How to move data from Salesforce to Snowflake?

There are two methods that can help you migrate data:

Method 1: A ready to use Official Snowflake ETL Partner like Hevo (7 Days Free Trial).

Method 2: Build Custom ETL Scripts to move data from Salesforce to Snowflake.

For the scope of this article, let us see how to replicate data from Salesforce to Snowflake through custom code.

Towards the end of the article, you can also avail a brief on the easier alternatives to this approach.

Salesforce DATA API’s

As, we will be loading data from Salesforce to Snowflake, extracting data out from Salesforce is the initial step. Salesforce provides various general purpose APIs that can be used to access Salesforce data, general-purpose APIs provided by Salesforce:

  1. REST API
  2. SOAP API
  3. Bulk API
  4. Streaming API

Along with these Salesforce provides various other specific purpose APIs such as Apex API, Chatter API, Metadata API etc. which are beyond the scope of this post.
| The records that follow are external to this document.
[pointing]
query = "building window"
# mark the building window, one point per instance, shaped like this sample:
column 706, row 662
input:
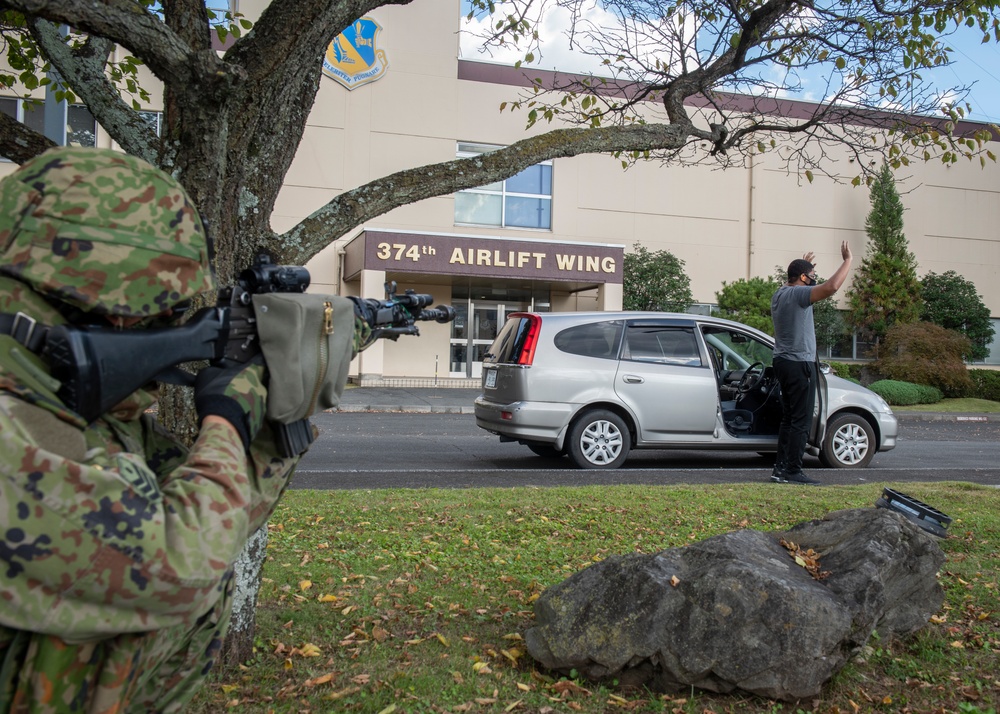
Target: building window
column 522, row 201
column 154, row 119
column 81, row 128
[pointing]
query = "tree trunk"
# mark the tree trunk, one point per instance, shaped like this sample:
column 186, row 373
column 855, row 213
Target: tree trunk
column 238, row 646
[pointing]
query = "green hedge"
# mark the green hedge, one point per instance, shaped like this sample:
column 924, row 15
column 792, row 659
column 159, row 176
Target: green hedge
column 851, row 371
column 904, row 394
column 985, row 384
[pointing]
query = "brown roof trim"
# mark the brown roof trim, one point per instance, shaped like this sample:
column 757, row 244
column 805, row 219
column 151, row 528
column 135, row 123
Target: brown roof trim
column 494, row 73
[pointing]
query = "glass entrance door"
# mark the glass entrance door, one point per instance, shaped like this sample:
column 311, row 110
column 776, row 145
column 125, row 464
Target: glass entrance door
column 473, row 331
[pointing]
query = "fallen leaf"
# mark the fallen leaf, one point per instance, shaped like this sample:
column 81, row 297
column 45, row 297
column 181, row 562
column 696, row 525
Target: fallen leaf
column 309, row 650
column 323, row 679
column 565, row 687
column 512, row 654
column 347, row 691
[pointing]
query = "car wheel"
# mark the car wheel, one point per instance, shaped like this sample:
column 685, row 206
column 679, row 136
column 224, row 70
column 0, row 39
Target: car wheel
column 849, row 443
column 546, row 450
column 599, row 439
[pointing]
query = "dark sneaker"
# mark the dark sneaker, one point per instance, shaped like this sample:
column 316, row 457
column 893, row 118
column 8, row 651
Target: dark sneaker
column 797, row 477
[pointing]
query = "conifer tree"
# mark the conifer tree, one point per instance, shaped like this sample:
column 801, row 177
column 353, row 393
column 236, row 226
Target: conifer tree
column 885, row 290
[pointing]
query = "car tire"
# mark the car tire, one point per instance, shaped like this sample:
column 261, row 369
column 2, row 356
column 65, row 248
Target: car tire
column 599, row 439
column 546, row 450
column 849, row 443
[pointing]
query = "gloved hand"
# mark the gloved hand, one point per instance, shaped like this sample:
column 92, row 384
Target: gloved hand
column 236, row 393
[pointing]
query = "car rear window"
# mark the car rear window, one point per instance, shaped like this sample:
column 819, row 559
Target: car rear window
column 508, row 345
column 663, row 345
column 595, row 339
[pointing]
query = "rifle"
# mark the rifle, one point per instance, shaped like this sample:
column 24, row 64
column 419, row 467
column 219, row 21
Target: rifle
column 98, row 366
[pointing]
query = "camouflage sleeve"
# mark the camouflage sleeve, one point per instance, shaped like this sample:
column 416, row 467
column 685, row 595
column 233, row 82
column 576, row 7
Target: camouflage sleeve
column 97, row 544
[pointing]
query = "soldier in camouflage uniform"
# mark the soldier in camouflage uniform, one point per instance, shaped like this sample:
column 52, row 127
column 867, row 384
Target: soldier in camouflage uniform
column 116, row 543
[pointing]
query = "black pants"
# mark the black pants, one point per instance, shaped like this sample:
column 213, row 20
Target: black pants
column 798, row 397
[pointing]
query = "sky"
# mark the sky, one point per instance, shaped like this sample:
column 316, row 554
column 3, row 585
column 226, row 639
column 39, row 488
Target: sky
column 973, row 62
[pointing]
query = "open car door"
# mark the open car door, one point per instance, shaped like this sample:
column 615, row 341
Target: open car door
column 819, row 413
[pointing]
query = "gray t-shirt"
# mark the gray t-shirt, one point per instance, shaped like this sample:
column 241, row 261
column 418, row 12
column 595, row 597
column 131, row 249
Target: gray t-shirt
column 794, row 331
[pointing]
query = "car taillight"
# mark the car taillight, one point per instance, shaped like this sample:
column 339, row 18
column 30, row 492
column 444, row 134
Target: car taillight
column 530, row 340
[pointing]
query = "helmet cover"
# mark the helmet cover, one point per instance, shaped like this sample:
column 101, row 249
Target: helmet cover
column 103, row 231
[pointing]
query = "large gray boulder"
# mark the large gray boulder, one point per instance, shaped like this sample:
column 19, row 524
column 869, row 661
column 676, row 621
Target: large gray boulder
column 737, row 611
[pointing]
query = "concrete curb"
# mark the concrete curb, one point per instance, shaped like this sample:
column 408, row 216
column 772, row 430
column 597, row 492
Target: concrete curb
column 402, row 409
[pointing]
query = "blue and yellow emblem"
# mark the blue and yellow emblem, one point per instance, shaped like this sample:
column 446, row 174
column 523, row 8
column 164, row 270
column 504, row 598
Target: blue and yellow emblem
column 353, row 58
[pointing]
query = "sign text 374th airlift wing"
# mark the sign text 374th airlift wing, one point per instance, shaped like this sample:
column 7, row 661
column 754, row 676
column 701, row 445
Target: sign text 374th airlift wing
column 353, row 58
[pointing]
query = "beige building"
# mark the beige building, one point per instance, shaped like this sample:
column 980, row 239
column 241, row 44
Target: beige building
column 398, row 95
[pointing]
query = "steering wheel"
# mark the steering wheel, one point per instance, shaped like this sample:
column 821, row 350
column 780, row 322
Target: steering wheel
column 750, row 379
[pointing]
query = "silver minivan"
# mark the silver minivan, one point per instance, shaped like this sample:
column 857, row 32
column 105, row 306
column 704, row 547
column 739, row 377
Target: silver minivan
column 596, row 385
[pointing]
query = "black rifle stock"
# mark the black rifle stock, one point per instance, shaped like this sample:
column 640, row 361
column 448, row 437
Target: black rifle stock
column 99, row 366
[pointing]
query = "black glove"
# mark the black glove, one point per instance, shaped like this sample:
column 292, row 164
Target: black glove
column 236, row 393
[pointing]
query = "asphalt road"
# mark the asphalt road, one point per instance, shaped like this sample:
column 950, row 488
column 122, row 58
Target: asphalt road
column 397, row 450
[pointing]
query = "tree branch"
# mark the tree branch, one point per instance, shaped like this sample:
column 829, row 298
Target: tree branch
column 354, row 207
column 84, row 71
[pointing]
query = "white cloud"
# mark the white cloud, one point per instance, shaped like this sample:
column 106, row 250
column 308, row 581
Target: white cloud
column 554, row 43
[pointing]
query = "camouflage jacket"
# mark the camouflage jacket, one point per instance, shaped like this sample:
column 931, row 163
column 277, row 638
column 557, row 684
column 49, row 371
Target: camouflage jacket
column 114, row 527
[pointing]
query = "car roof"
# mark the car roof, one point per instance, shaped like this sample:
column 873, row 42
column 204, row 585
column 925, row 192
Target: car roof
column 581, row 317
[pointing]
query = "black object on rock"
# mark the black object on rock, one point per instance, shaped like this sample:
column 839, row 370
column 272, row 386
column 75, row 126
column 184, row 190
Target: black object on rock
column 927, row 517
column 741, row 610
The following section gives a high-level overview of general purpose APIs:

API Protocol Formats Supported Request Type
REST API REST JSON, XML Synchronous
SOAP API SOAP XML Synchronous
Bulk API REST CSV, JSON, XML Asynchronous

Synchronous API: Synchronous request blocks the application/client until the operation is completed and a response is received.

Asynchronous API: An asynchronous API request doesn’t block the application/client making the request. In Salesforce this API type can be used to process/query a large amount of data, as Salesforce processes the batches/jobs at the background in asynchronous calls.

Understanding the difference between Salesforce APIs is important, as depending on the use case we can choose the best of the available options.

APIs will be enabled by default for the Salesforce enterprise edition, if not we can create a developer account and get the token required to access API. In this post, we will be using Bulk API to access the data.

Read the introduction of Bulk API. If you’re new to Salesforce, read the steps to set up the Bulk API required for next steps.

Advantages of using Bulk API:

  1. REST-based Asynchronous API.
  2. Can be used to query a large number of records from a few thousand to millions in the background.
  3. Supports all three available data file formats in Salesforce i.e. CSV, JSON, and XML.
  4. Supports parallel execution of batches.

Required for next steps:

  1. Bulk API access (Salesforce Developer access).
  2. cURL command line tool. (Available in most UNIX systems)
  3. Xmllint command tool. (Available in most UNIX systems)
  4. Snowflake Web Client access, to run queries.
  5. Unix System.

A detailed guide to using Bulk API for moving data from Salesforce to Snowflake

The process flow for querying salesforce data using Bulk API

The steps are given below, each one of them explained in detail to get data from Salesforce using Bulk API on a Unix based machine.

Login to Salesforce API

Bulk API uses SOAP API for login as Bulk API doesn’t provide login operation.

Save below XML as login.xml, replace username and password with your respective salesforce account username and password, which will be a concatenation of account password and access token.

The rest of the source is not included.